Masica 1982a. "Another Indo-Altaic feature: identified object  
marking," in Proceedings of the 30th International Cpngress {of Human  
Sciences in Asia and Africa 1976], ed. Graciela de la Lama, 194-223.  
Mexico City, Colegio de Mexico.

Masica 1982b. "Identified object marking in Hindi and other  
languages. Topics in Hindi Linguistics, vol. 2. ed. O.N. Koul, pp.  
15-50 New Delhi: Bahri Publications.

Summarized again in Masica 2001, "The definition and significance of  
linguistic areas: methods, pitfalls, and possibilities (with special  
reference to South Asia as a linguistic area).
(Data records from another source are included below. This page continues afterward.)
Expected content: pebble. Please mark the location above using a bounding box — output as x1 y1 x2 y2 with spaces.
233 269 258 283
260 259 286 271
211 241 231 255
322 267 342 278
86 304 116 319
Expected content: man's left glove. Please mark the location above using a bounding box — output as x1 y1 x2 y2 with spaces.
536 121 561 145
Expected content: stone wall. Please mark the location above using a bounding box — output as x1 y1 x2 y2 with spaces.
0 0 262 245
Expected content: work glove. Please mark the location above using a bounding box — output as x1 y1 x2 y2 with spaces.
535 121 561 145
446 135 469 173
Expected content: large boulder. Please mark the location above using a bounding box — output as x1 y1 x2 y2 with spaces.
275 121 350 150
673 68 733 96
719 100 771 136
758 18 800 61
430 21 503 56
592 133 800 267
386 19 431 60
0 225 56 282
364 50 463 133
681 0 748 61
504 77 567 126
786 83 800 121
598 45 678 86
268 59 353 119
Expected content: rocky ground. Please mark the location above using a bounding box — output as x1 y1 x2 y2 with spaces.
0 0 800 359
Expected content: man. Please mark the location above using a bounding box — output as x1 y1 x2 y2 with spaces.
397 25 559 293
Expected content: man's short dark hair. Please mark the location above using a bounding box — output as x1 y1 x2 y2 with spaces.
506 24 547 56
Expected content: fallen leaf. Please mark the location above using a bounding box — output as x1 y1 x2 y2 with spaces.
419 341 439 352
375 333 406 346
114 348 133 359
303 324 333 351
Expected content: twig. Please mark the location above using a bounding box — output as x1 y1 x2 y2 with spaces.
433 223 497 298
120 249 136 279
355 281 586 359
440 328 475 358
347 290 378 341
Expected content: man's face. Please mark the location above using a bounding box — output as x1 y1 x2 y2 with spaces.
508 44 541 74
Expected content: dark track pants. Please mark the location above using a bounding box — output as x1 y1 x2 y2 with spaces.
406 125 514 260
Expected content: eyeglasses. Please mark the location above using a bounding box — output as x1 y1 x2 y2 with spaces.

In The Yearbook of  
South Asian Languages and LInguistics, 2001. Ed. Rajendra Singh, pp.  
205-267. New Delhi: Sage Publications. Ssction 4.2.2."Another Indo- 
Turanian feature: definite object marking", pp. 243-246; Figure 8 , p. 
244. (Despite the titles, imposed by the venues, I was interested in  
this phenomenon outside South Asia as well -- e.g. in Spanish,  
Hebrew, Romanian, Amharic, and definitely in Turkic, which seemed to  
be a kind of epicenter of this phenomenon. On the other hand, despite  
its areal aspects, maybe it s potential in general typology, liable  
to crop up anywhere without necessarily being areally influened?)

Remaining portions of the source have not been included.